Improved Flood Insights: Diffusion-Based SAR to EO Image Translation

paper_url: http://arxiv.org/abs/2307.07123
repo_url: None
paper_authors: Minseok Seo, Youngtack Oh, Doyi Kim, Dongmin Kang, Yeji Choi
for: This paper aims to improve the interpretability of flood insights from Synthetic Aperture Radar (SAR) images for human analysts.
methods: The paper proposes a novel framework called Diffusion-Based SAR to EO Image Translation (DSE) to convert SAR images into Electro-Optical (EO) images, enhancing the interpretability of flood insights.
results: Experimental results on two datasets (Sen1Floods11 and SEN12-FLOOD) show that the DSE framework not only delivers enhanced visual information but also improves performance across all tested flood segmentation baselines.

Abstract
Driven by rapid climate change, the frequency and intensity of flood events are increasing. Electro-Optical (EO) satellite imagery is commonly utilized for rapid response. However, its utilities in flood situations are hampered by issues such as cloud cover and limitations during nighttime, making accurate assessment of damage challenging.
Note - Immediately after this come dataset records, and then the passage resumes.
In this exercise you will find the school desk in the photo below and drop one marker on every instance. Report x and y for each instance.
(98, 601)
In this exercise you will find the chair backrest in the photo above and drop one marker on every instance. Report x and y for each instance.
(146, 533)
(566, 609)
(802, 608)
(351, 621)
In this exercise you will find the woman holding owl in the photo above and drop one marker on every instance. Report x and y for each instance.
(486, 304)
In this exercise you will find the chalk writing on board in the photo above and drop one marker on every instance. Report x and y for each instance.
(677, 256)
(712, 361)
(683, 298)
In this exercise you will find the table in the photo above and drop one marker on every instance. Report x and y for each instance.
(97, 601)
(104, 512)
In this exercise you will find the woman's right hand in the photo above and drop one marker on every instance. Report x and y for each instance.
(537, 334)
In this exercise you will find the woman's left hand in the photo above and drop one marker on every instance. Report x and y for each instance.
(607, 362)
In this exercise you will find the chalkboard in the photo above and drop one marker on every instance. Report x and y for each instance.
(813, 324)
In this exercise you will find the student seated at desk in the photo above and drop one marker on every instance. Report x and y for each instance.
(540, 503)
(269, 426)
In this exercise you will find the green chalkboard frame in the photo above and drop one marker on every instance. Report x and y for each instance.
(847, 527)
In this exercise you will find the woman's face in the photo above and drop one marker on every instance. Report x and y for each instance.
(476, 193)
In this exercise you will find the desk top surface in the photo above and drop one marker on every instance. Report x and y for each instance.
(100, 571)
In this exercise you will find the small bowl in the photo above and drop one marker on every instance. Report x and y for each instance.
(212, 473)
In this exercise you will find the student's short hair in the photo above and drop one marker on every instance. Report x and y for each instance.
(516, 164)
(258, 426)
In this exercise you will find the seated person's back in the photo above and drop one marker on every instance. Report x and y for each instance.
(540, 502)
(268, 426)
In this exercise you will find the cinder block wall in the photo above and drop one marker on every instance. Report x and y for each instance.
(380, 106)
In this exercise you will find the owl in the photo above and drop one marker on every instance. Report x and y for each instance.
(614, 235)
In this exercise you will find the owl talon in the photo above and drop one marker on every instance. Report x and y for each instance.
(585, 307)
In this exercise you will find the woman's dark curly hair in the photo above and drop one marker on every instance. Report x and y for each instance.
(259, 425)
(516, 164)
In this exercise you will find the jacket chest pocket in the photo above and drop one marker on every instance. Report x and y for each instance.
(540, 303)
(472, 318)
Several alternative flood detection techniques utilizing Synthetic Aperture Radar (SAR) data have been proposed. Despite the advantages of SAR over EO in the aforementioned situations, SAR presents a distinct drawback: human analysts often struggle with data interpretation. To tackle this issue, this paper introduces a novel framework, Diffusion-Based SAR to EO Image Translation (DSE). The DSE framework converts SAR images into EO images, thereby enhancing the interpretability of flood insights for humans. Experimental results on the Sen1Floods11 and SEN12-FLOOD datasets confirm that the DSE framework not only delivers enhanced visual information but also improves performance across all tested flood segmentation baselines.

摘要
由快速气候变化驱动，洪水事件的频率和严重程度在增加。电子光（EO）卫星图像通常用于快速应急应用，但是在云覆盖和夜间限制下，其在洪水情况下的应用受到限制，具体评估损害困难。一些使用Synthetic Aperture Radar（SAR）数据的洪水探测技术已经被提出。虽然SAR在上述情况下的优势比EO更大，但SAR存在一个缺点：人工分析者往往难以理解数据。为解决这个问题，本文介绍了一种新的框架，即Diffusion-Based SAR to EO Image Translation（DSE）框架。DSE框架将SAR图像转换为EO图像，从而提高洪水洞察的可读性。实验结果表明，DSE框架不仅提供了加强的视觉信息，还提高了所有测试的洪水分 segmentation基线性能。